26 February 2015
On Monday night we went to the Tim Minchin concert. The steps of the Opera House filled with happy people. The sun went down and the lights of the city filled the buildings with Klee-like patches of yellow. Ferries beetled in and out of Circular Quay, jolly with their patch of splashing water. Tim Minchin talked and belted around the stage, singing songs where the wordplay mixes sharp needles with custard. Nice custard that warms the heart; clever, acupuncture needles that hit the right spot and make you smile maniacally along with him.
On Tuesday I went to the state funeral for Faith Bandler. I suppose all funerals are moving, but this one, with its collection of people, many of whom are publicly important, gathered together to honour someone who has affected our world in so many valuable ways, without having had huge recognition in the wider community – this was particularly moving. Speaker after speaker talked of her grace, of her perseverance. She spent ten years speaking to community groups before the 1967 referendum – a referendum to change the constitution regarding Aboriginal people (including them in the census – as Linda Burney said, “before that we were nothing” – and removing the prohibition on the federal parliament having the power to make special laws about Aboriginal people) that was agreed to by 90.77% of the Australian people – the highest number ever. Faith Bandler was a formidable activist, feminist, strategist, mentor, humanitarian, internationalist – an inspiration. And she was, as Professor Paul Torzillo said so forcefully – and to the great appreciation of the until-then sober and respectfully quiet crowd – “she was a leftie, and we’re claiming her as ours.” Maybe Barry O’Farrell didn’t applaud that one.
On Wednesday I woke to the news that there was a crash on the Harbour Bridge. Southbound traffic was banked up to The Spit. Traffic on Wattle Street was at a standstill. Extensive delays through the peak hour. Buses delayed by an hour. It sounded like the whole centre of Sydney had turned into one massive traffic jam that I didn’t want to join. I dawdled in the flat, waiting for it to clear. By the time I did leave the streets were normal, with a feeling of relief about them. I drove across the bridge and up the highway, turned onto the motorway. I drove through heavy rain and sunshine, on wet roads and dry. I arrived at the farm in the late afternoon. The creeks greeted me with a bit more splash than they’ve had for months.
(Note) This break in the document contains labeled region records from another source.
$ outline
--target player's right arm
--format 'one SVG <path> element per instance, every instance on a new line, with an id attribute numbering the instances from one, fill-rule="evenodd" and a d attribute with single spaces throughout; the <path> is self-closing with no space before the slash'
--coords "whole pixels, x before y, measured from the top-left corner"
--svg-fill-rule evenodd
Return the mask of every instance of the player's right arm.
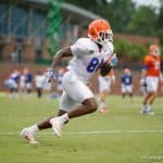
<path id="1" fill-rule="evenodd" d="M 63 59 L 63 58 L 68 58 L 73 57 L 73 52 L 71 47 L 66 47 L 61 49 L 60 51 L 57 52 L 57 54 L 53 57 L 52 61 L 52 68 L 54 70 L 54 66 Z"/>

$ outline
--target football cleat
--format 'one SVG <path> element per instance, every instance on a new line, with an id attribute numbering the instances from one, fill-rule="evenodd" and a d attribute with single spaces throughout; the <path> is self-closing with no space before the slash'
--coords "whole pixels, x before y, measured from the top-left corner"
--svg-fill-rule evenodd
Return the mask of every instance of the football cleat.
<path id="1" fill-rule="evenodd" d="M 20 136 L 26 139 L 28 143 L 32 143 L 32 145 L 38 143 L 38 141 L 36 141 L 34 138 L 34 134 L 30 133 L 27 128 L 22 129 Z"/>
<path id="2" fill-rule="evenodd" d="M 50 120 L 50 124 L 52 125 L 52 130 L 55 134 L 55 136 L 60 138 L 62 128 L 61 122 L 58 120 L 58 117 L 53 117 Z"/>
This morning, Thursday, I woke to this year’s family of blue wrens belting around the garden. Their tiny bodies are barely heavy enough to weigh down the parsley or basil they land on. The grass is wet from last night’s rain. Since last Sunday a lot of the zucchinis have melted, their big strong scratchy leaves gone, their hollow stalks reduced to a puddle on a yellowing stem. Wallabies have found the sweet potato and its leaves have gone too, only the stems left to stand, empty, on their vines. Two of our first plantings – the live fast die young tamarillos – have died and we cut one of them out last week. I pile its bare branches onto the mattress springs that the sweet potato grows through as one more hurdle for the wallabies. It’s good to give the tamarillos another purpose before they become kindling. They deserve a lengthy send-off. These pioneering trees formed the basis of the food forest in the top garden. We planted coffee bushes under their shade and shelter, ringed them with lemon grass and comfrey, grew out from them with greens, then carrots and tomatoes, then arrowroot, further out with marjoram and feijoa, joined their bed up with plum and peach trees. This summer we extended again, with turmeric and yacon, melon and cucumber. But the tamarillos were the first: they established the centre. Our first crop, they taught me to love the tart, red-blood ooze of their fruit.
This is my life. City and country. Light and dark. Frontloader and twin-tub. Chicken and egg. Joy and pain. Life and death.